Art Is Not Subjective

If you care about art, and discussing art, then few things are as frustrating as someone retreating into “well, it’s all subjective anyways.” The phrase is a thought-terminating cliche par excellence.

It’s true that the individual aesthetic experience is subjective, but this is a small part of art, and often not even that interesting. A critic who only says “I liked this” and “I didn’t like that” is near worthless. To move from the subjective to the objective — to declare that “this book is bad” or “this band is the greatest of all time” — is to escape the blurred lens of your own taste and look to larger markers. There are concrete, observable facts for each work of art, and our judgments on them are not arbitrary. Here is a list.

Intent

Authorial intent gets a bad rap these days, now that Barthes is in the groundwater. Still, works have purpose. A horror movie serves to scare, a comic play elicits laughter, and if nothing else, most things want to hold your attention. We can judge whether a work accomplishes its aims without indexing our personal enjoyment.
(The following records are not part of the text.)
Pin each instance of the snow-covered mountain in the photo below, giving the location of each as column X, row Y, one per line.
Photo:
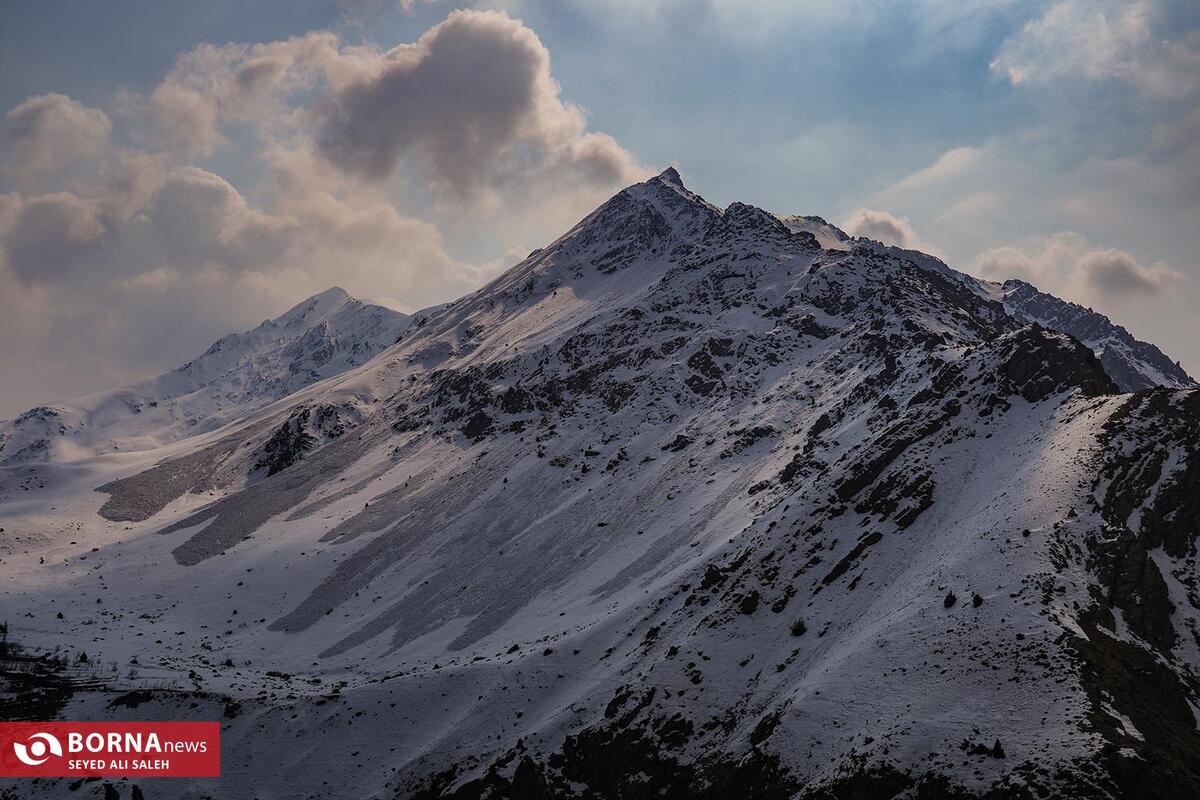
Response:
column 685, row 504
column 321, row 337
column 1133, row 365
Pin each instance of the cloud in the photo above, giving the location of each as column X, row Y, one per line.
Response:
column 474, row 101
column 1103, row 40
column 887, row 228
column 211, row 86
column 1068, row 265
column 52, row 132
column 120, row 257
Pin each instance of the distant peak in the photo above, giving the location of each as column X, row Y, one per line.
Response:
column 316, row 306
column 331, row 293
column 671, row 175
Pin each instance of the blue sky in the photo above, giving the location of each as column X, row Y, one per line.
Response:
column 1056, row 140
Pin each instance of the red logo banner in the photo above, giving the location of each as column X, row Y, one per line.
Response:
column 109, row 749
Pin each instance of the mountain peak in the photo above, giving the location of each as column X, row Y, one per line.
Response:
column 671, row 175
column 318, row 305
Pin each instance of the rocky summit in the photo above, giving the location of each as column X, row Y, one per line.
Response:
column 691, row 503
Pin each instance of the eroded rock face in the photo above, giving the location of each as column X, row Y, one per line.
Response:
column 1132, row 365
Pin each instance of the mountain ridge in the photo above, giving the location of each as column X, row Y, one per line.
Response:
column 683, row 505
column 318, row 337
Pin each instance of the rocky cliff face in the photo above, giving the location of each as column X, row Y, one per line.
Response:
column 687, row 504
column 1133, row 365
column 318, row 338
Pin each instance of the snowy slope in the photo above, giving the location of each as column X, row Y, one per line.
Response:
column 323, row 336
column 685, row 504
column 1132, row 364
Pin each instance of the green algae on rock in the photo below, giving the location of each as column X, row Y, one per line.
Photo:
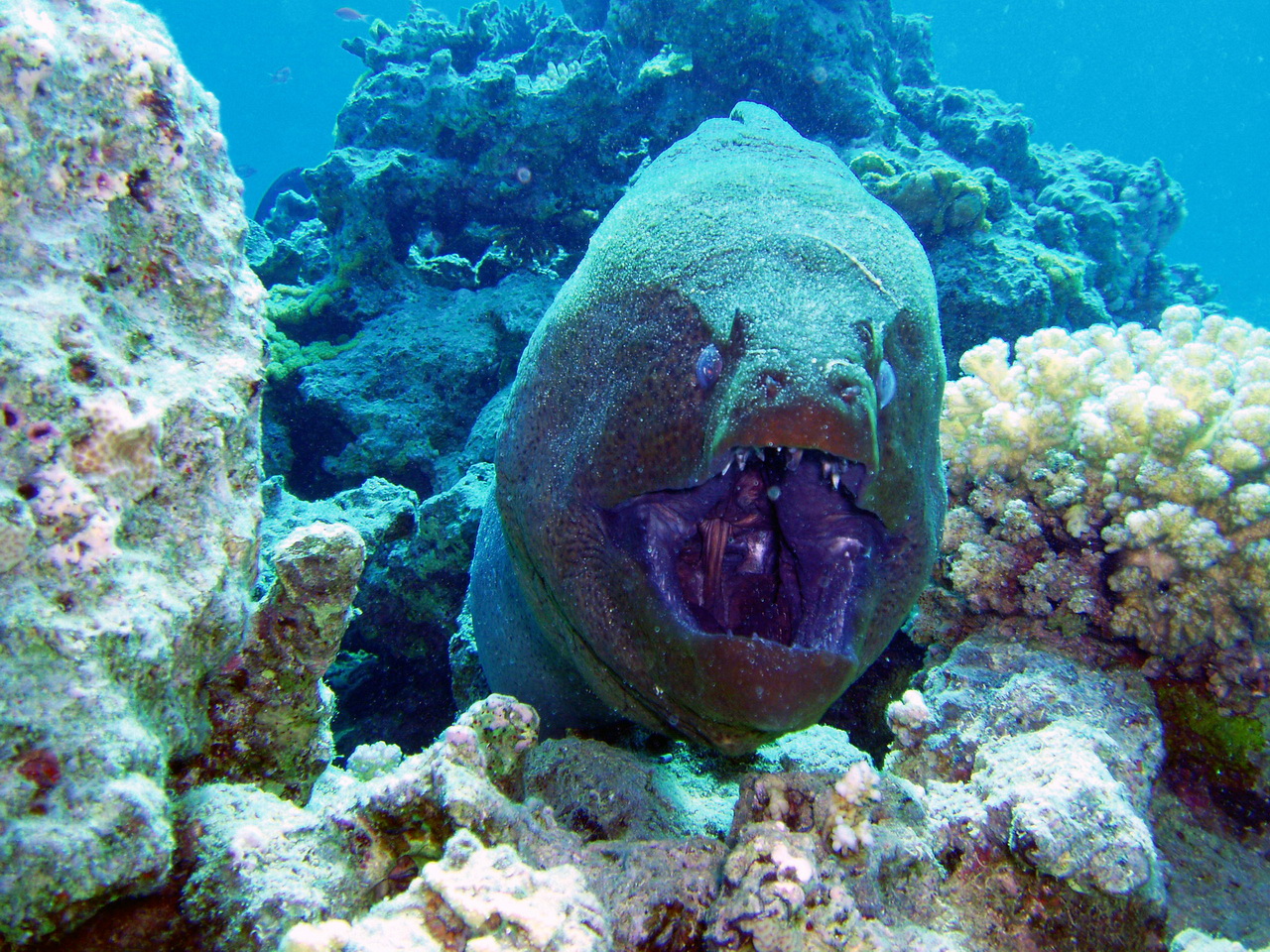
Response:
column 747, row 302
column 130, row 371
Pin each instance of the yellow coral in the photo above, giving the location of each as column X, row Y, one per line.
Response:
column 1151, row 445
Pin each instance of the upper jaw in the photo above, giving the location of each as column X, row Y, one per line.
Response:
column 770, row 546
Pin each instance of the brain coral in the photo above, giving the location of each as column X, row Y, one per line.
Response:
column 1109, row 490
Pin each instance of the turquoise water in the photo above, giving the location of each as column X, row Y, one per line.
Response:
column 1132, row 77
column 1187, row 82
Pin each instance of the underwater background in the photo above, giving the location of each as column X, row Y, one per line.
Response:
column 243, row 465
column 1133, row 79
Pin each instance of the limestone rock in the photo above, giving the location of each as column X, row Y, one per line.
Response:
column 130, row 371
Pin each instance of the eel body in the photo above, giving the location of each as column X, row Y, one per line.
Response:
column 719, row 486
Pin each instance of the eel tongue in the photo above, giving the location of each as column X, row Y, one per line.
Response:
column 715, row 534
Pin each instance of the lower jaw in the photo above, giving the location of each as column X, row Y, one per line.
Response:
column 772, row 557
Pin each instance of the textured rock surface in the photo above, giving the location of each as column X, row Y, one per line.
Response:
column 130, row 366
column 457, row 164
column 271, row 711
column 810, row 861
column 1046, row 760
column 391, row 676
column 1215, row 879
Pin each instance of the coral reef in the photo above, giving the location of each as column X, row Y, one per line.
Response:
column 130, row 375
column 395, row 651
column 271, row 712
column 439, row 851
column 259, row 864
column 408, row 425
column 1107, row 489
column 456, row 164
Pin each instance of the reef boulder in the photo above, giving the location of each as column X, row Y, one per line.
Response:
column 130, row 372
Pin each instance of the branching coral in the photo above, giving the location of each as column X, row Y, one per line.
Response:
column 1112, row 483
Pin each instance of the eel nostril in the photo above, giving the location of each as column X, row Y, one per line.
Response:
column 851, row 393
column 771, row 384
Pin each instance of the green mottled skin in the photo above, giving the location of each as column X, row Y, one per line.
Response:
column 751, row 238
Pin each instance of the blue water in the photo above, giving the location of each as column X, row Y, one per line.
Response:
column 1135, row 79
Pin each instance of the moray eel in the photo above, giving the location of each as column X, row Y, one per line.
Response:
column 717, row 484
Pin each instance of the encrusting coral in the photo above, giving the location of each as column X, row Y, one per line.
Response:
column 130, row 380
column 1109, row 488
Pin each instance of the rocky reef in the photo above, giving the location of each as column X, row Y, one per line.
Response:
column 458, row 163
column 130, row 385
column 1080, row 763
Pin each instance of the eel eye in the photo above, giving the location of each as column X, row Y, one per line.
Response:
column 885, row 384
column 708, row 366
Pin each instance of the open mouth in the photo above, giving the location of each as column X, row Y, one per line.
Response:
column 772, row 546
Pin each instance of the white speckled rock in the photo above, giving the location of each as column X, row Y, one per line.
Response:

In fact, sometimes these run contrary. The Room is named one of the worst movies of all time because it utterly fails at being a romantic drama — but in such spectacular fashion that it can still entertain us. All the mastery of ballet is lost on me, spent in a direction that simply doesn’t appeal, but I don’t deny that there is any merit to the form. A good critic scores a piece on its own rubric: what is it trying to do, and how well does it do that?

When it fails, it is often because the artist lacks

Technical skill

(is measurable). Painters spend years mastering light, anatomy, and perspective. A violinist who plays in tune is demonstrably more skilled than one who cannot. We can identify when a portrait bears resemblance, whether a dancer maintains a proper turnout, or if the vocalist can keep on-key.

This is not to say that virtuosity alone is commensurate with quality; many a heartless technician seems lacking next to a soulful enthusiast. Nor must we wield metrics of beauty naively! Shakespeare bent meter with purpose. But principles can be taught, learned, broken for effect, or violated through ignorance, and the difference matters. That Picasso mastered realism at 15 indicates his scribbles as more than just that.

Originality

Technique tends to accumulate. We likely live in the time of greatest artistic ability in history — education, technology, and prosperity have seen to that. Why care about artists of old, then? Should we not discard them as we do Bessemer’s process and the flying shuttle?

There is clearly more to the appreciation of art than recognizing technical prowess. The flawless nudes of William-Adolphe Bouguereau are seldom as celebrated as the feverish scenes of Vincent Van Gogh.

We may judge great artists as we do great scientists and engineers: on their innovations. To be Greta Van Vleet aping Led Zeppelin in the 2020s is allowed and perhaps even okay. To be The Velvet Underground in the 1960s is to be divine.

A friend of mine gently mocks this idea. Surely then, he says, the greatest work of art is the first human handprint made on a cave wall?

Yes, I say. Yes it is.

Influence

The original artist leads a difficult life. History overflows with visionaries before their time dying impoverished and obscure — your Melvilles, your Dickinsons. They work for a brighter currency than ours. Their only wage is the admiration of generations hence.

It goes without saying that the masses cannot be trusted; art criticism is a field for which the wisdom of crowds will not work. They would nominate lo-fi beats, celebrity memoirs, and unboxing videos for their Nobel, and Funko Pops for the canon.

No. Art belongs to the artists. That expert consensus converges at all is evidence for more than just status games in ivory towers. In Tolstoy, you will find exactly one great writer who denies the greatness of Shakespeare. You will not find a composer who denies the brilliance of Bach.


If you, god forbid, should suffer a brain injury that renders you incapable of personal aesthetic experience, I hope that these guidelines — in combination with a compass and straightedge — shall be enough to calculate an approximately correct opinion. Godspeed.